Add supporting code for GPU-based ops #60

ctrueden · 2014-09-23T17:11:09Z

We want to make implementing GPU-based ops as easy as possible. The glue code to execute GPU-based processing from Java is usually the same. The two main flavors to consider supporting are OpenCL and CUDA.

We can start by implementing a couple of GPU-based ops, and then factoring out common code into a shared type hierarchy. Due to the addition of dependencies for working with OpenCL and/or CUDA, we will likely need to create a new imagej-ops-gpu project (and/or imagej-ops-cuda and/or imagej-ops-opencl projects) which extend imagej-ops.

The text was updated successfully, but these errors were encountered:

ctrueden · 2014-09-30T20:32:07Z

See also the NAR plugin for Maven as well as the SciJava native library loader for general solutions seeking to integrate native libraries with Java.

dscho · 2014-09-30T20:40:46Z

@ctrueden thanks for reminding me... @bnorthan I actually wanted to introduce you to the NAR project a little for the purpose of integrating native code into ImageJ plugins. Have a look at https://github.com/imagej/minimal-ij1-plugin/tree/native for example... And feel free to bombard me with questions!

bnorthan · 2014-09-30T21:16:31Z

https://github.com/bobpepin/YacuDecu

@bobpepin wrote this and it is licensed under lgpl.

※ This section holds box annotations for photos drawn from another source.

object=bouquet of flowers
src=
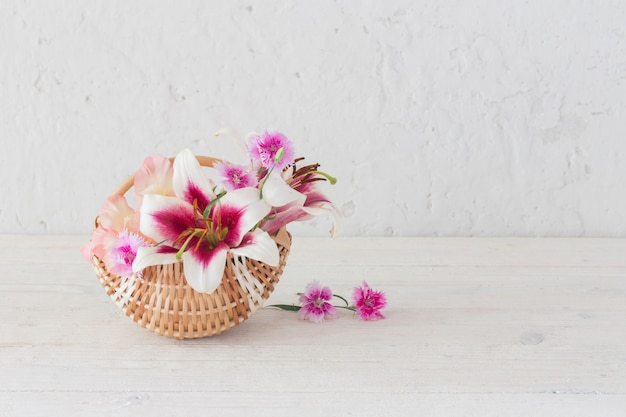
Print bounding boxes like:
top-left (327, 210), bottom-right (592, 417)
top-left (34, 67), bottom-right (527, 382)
top-left (81, 131), bottom-right (339, 338)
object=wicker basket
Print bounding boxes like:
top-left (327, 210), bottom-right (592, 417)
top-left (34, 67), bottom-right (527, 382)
top-left (87, 157), bottom-right (291, 339)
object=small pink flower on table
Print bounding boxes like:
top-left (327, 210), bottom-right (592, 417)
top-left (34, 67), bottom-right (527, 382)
top-left (352, 281), bottom-right (387, 320)
top-left (298, 281), bottom-right (337, 323)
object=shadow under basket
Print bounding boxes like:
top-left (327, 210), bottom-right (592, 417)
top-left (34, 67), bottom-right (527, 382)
top-left (93, 227), bottom-right (291, 339)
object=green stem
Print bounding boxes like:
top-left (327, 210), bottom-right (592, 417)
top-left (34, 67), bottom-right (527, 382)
top-left (312, 171), bottom-right (337, 184)
top-left (333, 294), bottom-right (350, 307)
top-left (265, 304), bottom-right (302, 311)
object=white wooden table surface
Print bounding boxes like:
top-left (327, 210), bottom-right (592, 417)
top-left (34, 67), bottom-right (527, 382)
top-left (0, 236), bottom-right (626, 417)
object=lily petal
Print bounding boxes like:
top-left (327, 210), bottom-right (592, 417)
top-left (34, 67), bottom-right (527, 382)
top-left (172, 149), bottom-right (216, 210)
top-left (139, 194), bottom-right (195, 244)
top-left (212, 187), bottom-right (271, 247)
top-left (263, 172), bottom-right (306, 207)
top-left (183, 240), bottom-right (228, 293)
top-left (134, 155), bottom-right (174, 207)
top-left (133, 246), bottom-right (178, 272)
top-left (230, 229), bottom-right (280, 266)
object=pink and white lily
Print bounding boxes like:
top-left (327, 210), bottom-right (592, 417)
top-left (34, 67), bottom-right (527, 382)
top-left (133, 150), bottom-right (279, 293)
top-left (262, 160), bottom-right (340, 236)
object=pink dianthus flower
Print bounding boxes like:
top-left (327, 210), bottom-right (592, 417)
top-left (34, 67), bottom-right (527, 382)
top-left (352, 281), bottom-right (387, 320)
top-left (214, 162), bottom-right (256, 191)
top-left (105, 229), bottom-right (149, 277)
top-left (298, 281), bottom-right (337, 323)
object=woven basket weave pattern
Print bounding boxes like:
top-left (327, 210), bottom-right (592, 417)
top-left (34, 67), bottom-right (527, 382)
top-left (93, 228), bottom-right (291, 339)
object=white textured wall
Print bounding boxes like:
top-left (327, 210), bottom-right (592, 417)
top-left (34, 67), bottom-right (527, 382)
top-left (0, 0), bottom-right (626, 236)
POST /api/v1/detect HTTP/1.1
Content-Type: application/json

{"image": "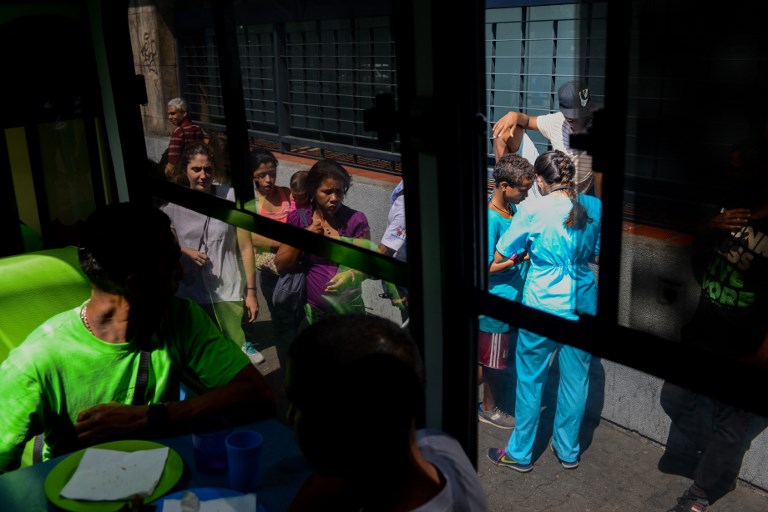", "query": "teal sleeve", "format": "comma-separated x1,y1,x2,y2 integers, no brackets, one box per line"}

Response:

I ran some tests on it a while back and it seems to work pretty well. It would be a good starting point for a cuda decon op. @bobpepin wrote wrappers for matlab and imaris and said he'd be happy to see it in imagej eventually.

ctrueden · 2014-10-14T21:03:49Z

@StephanPreibisch As discussed at the hackathon, this issue may be of interest to you as well!

StephanPreibisch · 2014-10-15T15:19:20Z

I have started to write a simple infrastructure for calling native and CUDA code here: https://github.com/fiji/SPIM_Registration/tree/master/src/main/java/spim/process/cuda

Two examples of CUDA implementation for separable and non-separable convolution are here, both are very useful for deconvolution:
https://github.com/StephanPreibisch/FourierConvolutionCUDALib
https://github.com/StephanPreibisch/SeparableConvolutionCUDALib

I think it would be great to have some common infrastructure for calling this kind of code.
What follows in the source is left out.